Manafort’s foreign client list gradually became more sophisticated, but no less corrupt, cruel, and malevolent. He found work with Putin-friendly clients in former Soviet nations who were less bloodthirsty, but equally cold-blooded. At the same time, BMSK worked for US entities (like the Tobacco Institute) and were deeply involved in Republican politics. The BMSK business model was based on the notion that anyone seeking to get and keep power ought to have a lobbyist. Corporations, African warlords, special-interest groups, regional strongmen — if they had a LOT of money, Manafort would work for them.

By 2005, Manafort had winnowed his client list down to essentially one client: Viktor Yanukovych, the president of Ukraine. There was none of that ugly mutilation or gross torture with Yanukovych; if he needed an opponent dead, a little dioxin would do the job without all the fuss. Manafort was able to construct a shadow government within the Yanukovych regime; he had intelligence assets in just about every governmental agency.
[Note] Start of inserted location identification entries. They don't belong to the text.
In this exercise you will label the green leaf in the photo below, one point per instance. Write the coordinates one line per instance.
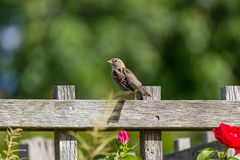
(206, 154)
(233, 158)
(131, 157)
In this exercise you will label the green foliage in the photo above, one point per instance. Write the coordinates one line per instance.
(94, 144)
(11, 152)
(190, 48)
(122, 153)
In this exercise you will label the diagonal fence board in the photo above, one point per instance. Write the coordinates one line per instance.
(132, 114)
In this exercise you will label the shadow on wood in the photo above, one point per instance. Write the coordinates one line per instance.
(115, 115)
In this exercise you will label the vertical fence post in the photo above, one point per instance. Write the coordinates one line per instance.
(65, 143)
(230, 93)
(151, 139)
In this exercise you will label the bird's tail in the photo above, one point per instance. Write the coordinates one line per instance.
(143, 91)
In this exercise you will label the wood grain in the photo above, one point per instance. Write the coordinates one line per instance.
(150, 139)
(65, 143)
(191, 154)
(135, 114)
(231, 93)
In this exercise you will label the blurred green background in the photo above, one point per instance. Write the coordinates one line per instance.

Unfortunately for Manafort, the citizens of Ukraine grew weary with the scale of the corruption; in 2014 Yanukovych had to flee for his life. The money soon dried up.

Manafort desperately needed a new client — preferably who was open to the idea of shady business transactions. Comrade Trump, who had his own Russian connections, needed a campaign manager. Bingo. It’s no coincidence that once Manafort joined the Trump campaign, the GOP platform on support for Ukraine changed.

(Photo by Alex Wong)

Let me say it again. Paul Manafort has spent his life working for the worst people in the world, and he got rich doing it. He may not have personally tortured anybody or raped anybody or mutilated anybody or kidnapped anybody or murdered anybody, but he willingly, knowingly, and effectively worked for people who did.

Judge T.S. Ellis had to know this about Manafort when he sentenced him to 47 months (with credit for time served). He had to know this about Manafort when he claimed Manafort “has lived an otherwise blameless life.” Ellis had to know all this. But let’s face it — Ellis belongs to the same culture as Manafort. He was appointed to the bench by Ronald Reagan, who was also one of Manafort’s early clients. But before his judicial appointment, Ellis worked for the firm of Hunton and Williams, who made billions of dollars facilitating the corporate practice of outsourcing and offshoring. Ellis, I’m sure, feels he himself has lived an otherwise blameless life.

There’s a lot of blamelessness going on in the world. It just isn’t evenly distributed.

Addendum: The same applies to Roger Stone, by the way. The Stone in Black, Manafort, Stone, and Kelly is Roger.